Sunday, August 7, 2022

How to get back on the road after a detour


From the desk of Dan Price


Trust me I can lead the way...

 I once said in my travels that the road ahead is full of potholes…obstacles if you will…at least in my case.

As I near the age of eighty and now within striking distance of another decade on this earth, I have one giant wish and that is to have the good Lord decide to take a deep breath and once again hang tight with this old man. I’m sure he’s getting tired of putting out the safety cones along the highway for me to maneuver around.

As I said in a previous post, maybe that fork in the road that I have been searching for seventy-plus years is just not on the table…never has been.

Instead, that final path, that final detour on this earth, will continue to remain a mystery.
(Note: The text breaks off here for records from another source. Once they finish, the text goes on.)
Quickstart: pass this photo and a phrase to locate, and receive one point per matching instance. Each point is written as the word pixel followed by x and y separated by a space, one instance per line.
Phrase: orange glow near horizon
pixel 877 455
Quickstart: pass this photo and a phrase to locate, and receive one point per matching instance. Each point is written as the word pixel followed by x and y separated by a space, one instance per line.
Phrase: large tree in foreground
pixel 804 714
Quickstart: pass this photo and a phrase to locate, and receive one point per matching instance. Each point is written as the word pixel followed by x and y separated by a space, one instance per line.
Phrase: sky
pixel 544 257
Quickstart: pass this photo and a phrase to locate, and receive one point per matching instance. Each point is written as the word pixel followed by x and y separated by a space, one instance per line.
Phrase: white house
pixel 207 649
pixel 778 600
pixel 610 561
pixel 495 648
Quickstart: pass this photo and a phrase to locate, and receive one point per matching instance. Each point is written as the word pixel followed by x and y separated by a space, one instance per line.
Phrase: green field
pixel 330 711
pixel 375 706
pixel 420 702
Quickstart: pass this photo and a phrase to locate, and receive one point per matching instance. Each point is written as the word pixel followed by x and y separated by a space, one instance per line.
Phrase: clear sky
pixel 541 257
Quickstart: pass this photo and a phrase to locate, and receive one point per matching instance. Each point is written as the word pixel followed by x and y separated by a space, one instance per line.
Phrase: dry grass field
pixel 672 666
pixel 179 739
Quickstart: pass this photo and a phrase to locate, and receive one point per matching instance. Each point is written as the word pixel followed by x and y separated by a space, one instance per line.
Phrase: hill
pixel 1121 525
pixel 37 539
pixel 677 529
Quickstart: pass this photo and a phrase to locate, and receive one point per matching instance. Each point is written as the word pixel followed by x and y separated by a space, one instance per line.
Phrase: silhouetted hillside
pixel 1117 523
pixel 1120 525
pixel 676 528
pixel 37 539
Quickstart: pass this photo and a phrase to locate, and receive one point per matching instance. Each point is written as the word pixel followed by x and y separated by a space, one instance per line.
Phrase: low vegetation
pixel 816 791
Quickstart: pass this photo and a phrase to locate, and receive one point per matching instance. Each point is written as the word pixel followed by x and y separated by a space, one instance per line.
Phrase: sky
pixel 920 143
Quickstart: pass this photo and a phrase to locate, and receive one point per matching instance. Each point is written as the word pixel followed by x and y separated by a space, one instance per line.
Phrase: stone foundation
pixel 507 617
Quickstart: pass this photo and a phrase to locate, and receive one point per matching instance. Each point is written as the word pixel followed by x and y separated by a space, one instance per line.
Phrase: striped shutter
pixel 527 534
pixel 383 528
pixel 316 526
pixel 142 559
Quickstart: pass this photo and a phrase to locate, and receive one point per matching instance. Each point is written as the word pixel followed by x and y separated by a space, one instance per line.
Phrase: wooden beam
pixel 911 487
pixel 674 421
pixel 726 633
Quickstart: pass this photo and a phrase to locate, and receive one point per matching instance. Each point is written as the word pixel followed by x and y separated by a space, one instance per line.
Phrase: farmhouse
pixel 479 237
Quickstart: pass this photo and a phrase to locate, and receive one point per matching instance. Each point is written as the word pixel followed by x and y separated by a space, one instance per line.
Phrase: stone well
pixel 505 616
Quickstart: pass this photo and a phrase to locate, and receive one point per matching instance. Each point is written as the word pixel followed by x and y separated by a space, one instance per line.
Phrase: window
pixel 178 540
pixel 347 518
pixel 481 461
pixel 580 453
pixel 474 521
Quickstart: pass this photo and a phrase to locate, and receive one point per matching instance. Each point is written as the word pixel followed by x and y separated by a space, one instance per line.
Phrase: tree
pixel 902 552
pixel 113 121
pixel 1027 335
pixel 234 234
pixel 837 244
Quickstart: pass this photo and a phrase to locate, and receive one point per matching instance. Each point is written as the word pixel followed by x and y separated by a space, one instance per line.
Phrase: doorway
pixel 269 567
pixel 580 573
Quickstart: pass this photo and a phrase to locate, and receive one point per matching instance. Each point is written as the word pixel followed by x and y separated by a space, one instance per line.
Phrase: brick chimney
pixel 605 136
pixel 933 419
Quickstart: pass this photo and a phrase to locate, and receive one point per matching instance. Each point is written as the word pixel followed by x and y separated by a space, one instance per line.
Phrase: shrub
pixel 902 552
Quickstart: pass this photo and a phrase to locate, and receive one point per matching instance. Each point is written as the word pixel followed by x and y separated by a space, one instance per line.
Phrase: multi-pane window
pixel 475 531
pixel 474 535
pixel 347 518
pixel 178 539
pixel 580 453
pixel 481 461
There is beauty along the highway, that’s for sure. I didn’t notice the beauty before. Was I just too young? Was I full of so much vinegar…full of so many brainless thoughts, especially as a young adult when I was caught up in everything from beer commercials to…well beer commercials?

I couple of brewskies and the world is yours to explore. Good times are ahead. The opposite sex will come running, just saunter up to the bar, grab the long neck of the bottle in your hand…tip back your cowboy hat, just like the Urban Cowboy himself, John Travolta, and enjoy life. There’s plenty of time to think later.

Wrong!

The thing is I was born long before Travolta, long before Stayin’ Alive and the hit movie from 1977, Saturday Night Fever. I was already thirty-two at the time and was out there searching for the fork in the road.

Urban Cowboy strikes a chord with me. I went to high school in Tucson, Arizona and I was the sports editor of our weekly award-winning paper. On our staff at the time was Aaron Latham, who would go on to stardom in my book. Latham co-wrote the script for Urban Cowboy and was the author of many Western fiction books. He married Lesley Stahl, the 60-minutes correspondent on CBS News.

Sadly, Latham passed away on July 23, 2022, at the age of 78.

Latham found that path…his fork in the road and never looked back.

Now back to my early days and that highway I was walking down…no the highway I was running down.

The sun will never set. Time stands still. Enjoy every moment, go to bed late, get up early and do it all over again. Maybe hold down a job, maybe be somewhat successful…but continue to forge ahead with the tiger by the tail, so to speak, with enough energy left in the tank to go to bed late and get up in the morning and do it again.

Wrong, again!

I had yet to stare a giant Sequoia tree in the face, run the Rapids…watch the stars burn bright…in short think ahead…and live life, but more importantly, notice life and cradle my surroundings as if it were the final time I’d see a river flow or have the prairie wind collide on the surface of my skin.

I’m doing it now. At the age of 77, I’m taking it all in…and I simply want more…want more time to do the things I should have done before.

It’s my senior moment. Many of my friends are going through the same thing. I’m sure of it. The coronavirus has cut into our way of life; the economy is in a tailspin. Many seniors are forced to change their ways…ways they have lived in comfort for a decade or so.

It’s comforting to know we are not alone in our thoughts as we live through what was once called our “golden years.”

I hope to see you all…down the highway…the one just ahead.